ECEESPE2025 Poster Presentations Endocrine Related Cancer (76 abstracts)

Intracranial germ cell tumors presenting with precocious puberty and diabetes insipidus in female patients: three case reports

Wen Xin ¹ & Qiuli Chen ¹

Author affiliations

¹The First Affiliated Hospital of Sun Yat-sen University, Pediatrics, Guangzhou, Guangdong Province, China

JOINT2070

Intracranial germ cell tumors (ICGCTs) in children are one of the factors leading to peripheral precocious puberty. Beta-human chorionic gonadotropin (β-HCG) exhibits luteinizing hormone (LH)-like functions. Intracranial germ cell tumors secrete β-HCG, which binds to LH receptors in the testes, triggering gonadotropin-releasing hormone (GnRH)-independent testosterone secretion, thereby causing precocious puberty.
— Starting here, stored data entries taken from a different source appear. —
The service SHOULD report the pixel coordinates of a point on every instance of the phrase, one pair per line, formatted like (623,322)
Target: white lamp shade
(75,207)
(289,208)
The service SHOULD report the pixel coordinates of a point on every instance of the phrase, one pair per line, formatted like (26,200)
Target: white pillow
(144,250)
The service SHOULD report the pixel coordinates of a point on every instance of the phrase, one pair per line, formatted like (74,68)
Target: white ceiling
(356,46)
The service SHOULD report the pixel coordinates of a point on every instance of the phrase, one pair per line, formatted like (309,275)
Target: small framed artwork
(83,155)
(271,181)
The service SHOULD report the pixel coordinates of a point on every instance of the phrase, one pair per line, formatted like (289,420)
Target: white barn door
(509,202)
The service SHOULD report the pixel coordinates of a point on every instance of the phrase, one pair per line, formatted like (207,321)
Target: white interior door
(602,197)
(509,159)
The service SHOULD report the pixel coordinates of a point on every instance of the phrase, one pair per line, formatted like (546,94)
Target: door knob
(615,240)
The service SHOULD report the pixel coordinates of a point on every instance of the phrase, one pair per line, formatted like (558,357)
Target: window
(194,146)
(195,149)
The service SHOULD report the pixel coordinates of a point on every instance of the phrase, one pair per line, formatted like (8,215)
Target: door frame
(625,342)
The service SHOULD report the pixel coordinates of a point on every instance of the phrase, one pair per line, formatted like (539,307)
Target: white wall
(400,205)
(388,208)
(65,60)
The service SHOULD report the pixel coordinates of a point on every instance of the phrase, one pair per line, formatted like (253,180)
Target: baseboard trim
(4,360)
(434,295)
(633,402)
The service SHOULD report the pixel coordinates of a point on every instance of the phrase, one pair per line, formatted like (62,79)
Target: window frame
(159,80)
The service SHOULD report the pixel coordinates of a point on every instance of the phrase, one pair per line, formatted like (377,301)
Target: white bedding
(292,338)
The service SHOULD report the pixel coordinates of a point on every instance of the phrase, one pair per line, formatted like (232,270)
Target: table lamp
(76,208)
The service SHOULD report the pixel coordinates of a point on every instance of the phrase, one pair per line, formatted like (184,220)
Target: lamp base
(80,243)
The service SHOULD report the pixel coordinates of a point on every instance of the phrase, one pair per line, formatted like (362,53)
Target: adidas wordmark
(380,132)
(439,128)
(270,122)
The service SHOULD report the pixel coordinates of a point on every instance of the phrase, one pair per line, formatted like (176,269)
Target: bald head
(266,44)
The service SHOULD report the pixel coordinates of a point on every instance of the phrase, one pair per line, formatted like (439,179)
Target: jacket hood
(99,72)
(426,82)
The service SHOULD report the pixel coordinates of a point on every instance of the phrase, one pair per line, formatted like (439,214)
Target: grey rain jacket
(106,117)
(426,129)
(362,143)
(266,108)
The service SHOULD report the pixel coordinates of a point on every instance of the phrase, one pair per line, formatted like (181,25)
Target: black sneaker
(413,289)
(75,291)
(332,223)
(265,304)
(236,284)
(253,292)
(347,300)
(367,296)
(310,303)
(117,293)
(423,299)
However, ovarian activation in females requires the simultaneous action of LH and follicle-stimulating hormone (FSH), and β-HCG has a low FSH-like activity, meaning that peripheral precocious puberty caused by intracranial germ cell tumors is more commonly seen in males. Female cases are rare. This clinical study summarizes the clinical features and pathogenesis of three cases of β-HCG-secreting non-gonadal germ cell tumors of the brain, presenting as peripheral precocious puberty and central diabetes insipidus. One case progressed to rapidly advancing central precocious puberty. The three patients all presented with central diabetes insipidus and peripheral precocious puberty, with two cases also complicating central adrenal insufficiency and central hypothyroidism. The β-HCG levels in peripheral blood were 5010 mIU/ml, 314. 3 mIU/ml, and 202. 8 mIU/ml, respectively. After treatment with radiotherapy and chemotherapy, β-HCG levels normalized, and the Tanner stage regressed to stage I. One case progressed to rapidly advancing central precocious puberty. Analysis suggests that this is related to prolactin (PRL), tumor-derived aromatase, and FSH-like function. Therefore, for female patients with precocious puberty, regular testing for β-HCG and alpha-fetoprotein (AFP) is necessary, especially for those with central nervous system symptoms. A thorough evaluation with pituitary region MRI (plain and contrast-enhanced) is crucial to exclude organic diseases such as tumors. Furthermore, in younger female patients with precocious puberty, vigilance for organic lesions should not be relaxed.